プロローグ(4)
――その時、唐突に世界は願望を自覚した。
始まりは常に虚無から目を覚ます。形を持たない“世界”はまず願いを抱く事で始まった。それは“生まれたい”という願望。それは同時に“生まれなければならない”という義務感でもある。一切を所持しない、しかし世界という甚大な規模の存在が願う本能。それは何よりも強力で、何よりも圧倒的な物であった。
およそ人間の規模とは比較のしようがない程に練りこまれたその祈りは、過去これまで幾つもの世界が生まれてくる時にそうであったように、発生の為のプロセスを踏襲していく。
世界は虚無だ。まだ世界と名乗る事も自覚する事も出来ない。そんな世界が最初に行う事――それは別世界の模倣であった。
まずは既にある世界に“憧れ”を抱く。世界が発生する事、それは必然である。元々、既存の世界に何らかの問題や不具合が存在しているからこそ、次の可能性として新たな世界が要求される。世界が憧れる“世界”。そこには既に世界に不満を抱く存在が跋扈しているのだ。

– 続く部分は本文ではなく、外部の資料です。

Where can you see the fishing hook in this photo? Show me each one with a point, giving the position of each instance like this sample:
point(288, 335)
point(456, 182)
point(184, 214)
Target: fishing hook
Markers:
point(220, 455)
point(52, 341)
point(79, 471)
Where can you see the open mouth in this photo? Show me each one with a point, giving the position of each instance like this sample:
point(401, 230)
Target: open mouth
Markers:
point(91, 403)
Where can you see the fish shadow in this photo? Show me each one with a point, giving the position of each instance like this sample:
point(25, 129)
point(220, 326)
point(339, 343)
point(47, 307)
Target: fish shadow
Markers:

憧れと願望を満たす為に世界は“意志”を欲する。自らの願望を代行し、共感し、世界の骨子を構築する存在を求めるのだ。その条件は様々だが、そう複雑な事ではない。“今いる世界なんて認めない”と強く願う、“改変”を祈る存在。自らの意思で生み出し、自らの意思で変化を与え、自らの意思で世界に反旗を翻す。そんな存在こそ、世界の骨子に相応しい。その世界の骨子を、時に人々は“神”と呼んだ。

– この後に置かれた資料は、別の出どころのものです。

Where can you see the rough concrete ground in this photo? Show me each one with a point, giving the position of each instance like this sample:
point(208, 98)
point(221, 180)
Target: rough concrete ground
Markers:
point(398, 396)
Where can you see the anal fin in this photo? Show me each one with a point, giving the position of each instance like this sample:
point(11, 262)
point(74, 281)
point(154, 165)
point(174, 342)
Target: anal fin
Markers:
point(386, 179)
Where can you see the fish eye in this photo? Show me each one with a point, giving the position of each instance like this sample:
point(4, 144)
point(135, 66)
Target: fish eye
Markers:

世界の求めに応じて既存異世界より召喚された神はその時点で新たな世界の宿主となる。世界は宿主の世界の情報を汲み取り、自らの基礎構造を構築して行く。宿主は模倣されたデッドコピーの世界と対話を繰り返し、自らが望む世界と世界が望む世界、その二つを擦り合わせるようにして創造の神話を形作る。

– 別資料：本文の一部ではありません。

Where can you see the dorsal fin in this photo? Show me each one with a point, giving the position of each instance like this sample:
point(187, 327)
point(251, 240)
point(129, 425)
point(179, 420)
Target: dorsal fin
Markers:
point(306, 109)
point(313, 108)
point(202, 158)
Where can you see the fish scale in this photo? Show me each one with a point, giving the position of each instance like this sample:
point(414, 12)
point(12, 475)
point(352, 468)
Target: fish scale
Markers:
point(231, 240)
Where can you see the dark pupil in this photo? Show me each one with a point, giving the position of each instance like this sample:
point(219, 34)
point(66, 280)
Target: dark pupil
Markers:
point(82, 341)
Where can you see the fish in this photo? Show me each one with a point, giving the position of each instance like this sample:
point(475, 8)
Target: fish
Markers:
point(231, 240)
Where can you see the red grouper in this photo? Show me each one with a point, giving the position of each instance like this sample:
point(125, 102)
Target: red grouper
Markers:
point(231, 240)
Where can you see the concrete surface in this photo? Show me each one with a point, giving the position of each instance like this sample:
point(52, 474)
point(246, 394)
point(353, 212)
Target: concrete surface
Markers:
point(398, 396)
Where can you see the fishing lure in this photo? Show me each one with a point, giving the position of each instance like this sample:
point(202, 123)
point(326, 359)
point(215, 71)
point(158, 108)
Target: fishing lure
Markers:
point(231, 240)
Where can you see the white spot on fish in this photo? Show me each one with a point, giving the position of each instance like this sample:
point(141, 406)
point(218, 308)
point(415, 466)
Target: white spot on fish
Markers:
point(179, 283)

神は言った。「私は永久なる楽園を欲する」と。そこは終わりなき理想郷。
――ありとあらゆる争いが必要とされない世界。
――全ての人が飢えを感じず、老いを恐れぬ世界。
――何もかもが無限で、有限であるという限界に囚われぬ世界。
「私は何も望まない。ただ平穏な日々が続きさえすればそれでよかったのだ。世界の仕組みが人の業を生み、人の業が悲劇を繰り返すというのならば、私はまずその世界の仕組みを変えよう。誰もが穏やかな気持ちで夜を迎え、希望に満ちた朝を繰り返せるように」
神が祈り、願いを謳い聞かせると、世界は瞬く間にその姿を変えていく。
デッドコピーの世界にこの世界ならではの個性が色づいて行く。大地がうねり、命が溢れ、あらゆる存在が祈りに応え形を成して行く。世界に望まれた数多の神の中で、この一柱は何よりも“平穏”を重視した。それは彼自身、本来の世界で与えられた不遇に対する絶叫にも等しい。ヨリシロとなった神は、常に己が抱いていた願望を最優先とする。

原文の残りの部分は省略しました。